Not so Marie-Claude.
‘Oh God, those dreary Wilis,’ she complained, jamming a myrtle wreath on her golden curls.
‘They’re not dreary, Marie-Claude. They’re sort of vengeful and icy and implacable, but they’re not dreary,’ sa
id Harriet.
But Marie-Claude, who had danced her first Wili at the age of sixteen, had scant patience with those spectres of betrayed maidenhood who endeavour to dance to death any gentlemen foolish enough to cross their path – and two hours before the start of the evening performance, she announced her intention of going to look at the shops.
Neither of her friends went with her. Kirstin had joined the group of girls comforting Maximov – who needed to be told some twenty times an hour that he was not to blame for Simonova’s accident – and Harriet had decided to hurry back to the Metropole to see if the new doctor expected that afternoon held out any more hope.
The city was golden in the late afternoon sun. People sat in cafés on the mosaic pavements; children splashed in the fountains. Marie-Claude walked with pleasure, enjoying the full delights of window-shopping as experienced by those untroubled by any intention to buy.
Rejecting a pink and white striped silk suit, approving a blue organdie, she wandered along the Rua Quintana, crossed a busy square and paused by a kiosk at the edge of a small park overlooking the harbour where she bought a bottle of lemonade.
She was just selecting a bench on which to sit and drink it when she saw, coming down the steps of the porticoed police station, the gangling figure of Dr Finch-Dutton. He was carrying a small wooden box and apparently dressed for travelling.
So he wasn’t away in the jungle as Harriet had thought. Strange . . . why had he made no contact? And what did he want with the police?

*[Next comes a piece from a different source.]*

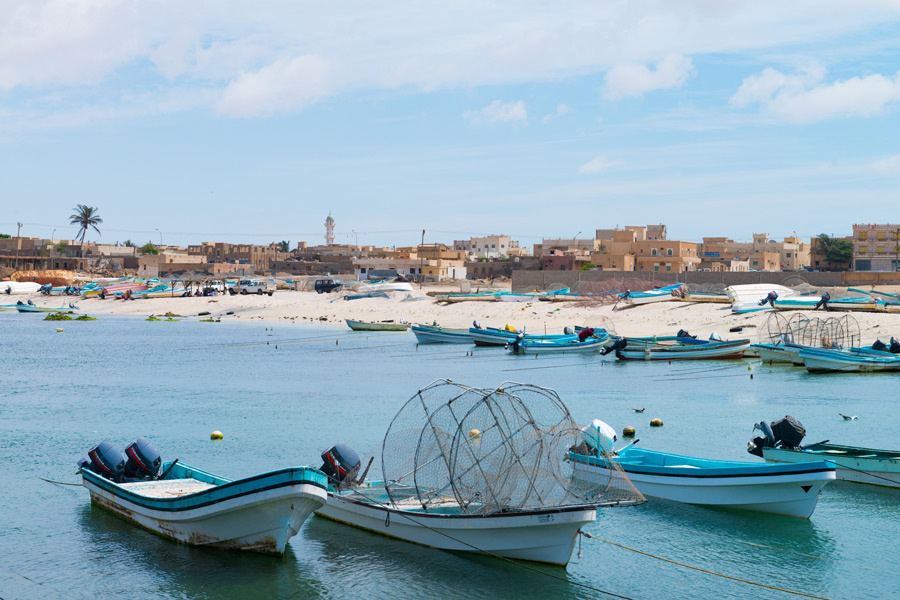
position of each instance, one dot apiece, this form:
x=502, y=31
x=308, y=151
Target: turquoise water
x=120, y=378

Repressing the natural instinct of flight so common in people acquainted with the Englishman, Marie-Claude studied him. He had entered the park by the other gate, sat down in a chair by the bandstand and now proceeded to take out of the wooden box something at which he stared with great intensity.
‘Bon jour, Monsieur.’
Edward looked up, blushed, jumped to his feet. He had avoided all truck with the ballet company – complete surprise was the essence of his plan to snatch Harriet away – and he no longer felt capable of trusting anyone. But the sight of Marie-Claude, her face gilded by the rays of the westering sun, entirely overset him. Whoever had been responsible for Harriet’s eruption, it could hardly be this enchanting girl with her staggering facility in oral French. And lifting his hat, he held out the glass specimen bottle he had been studying and said simply, ‘Look!’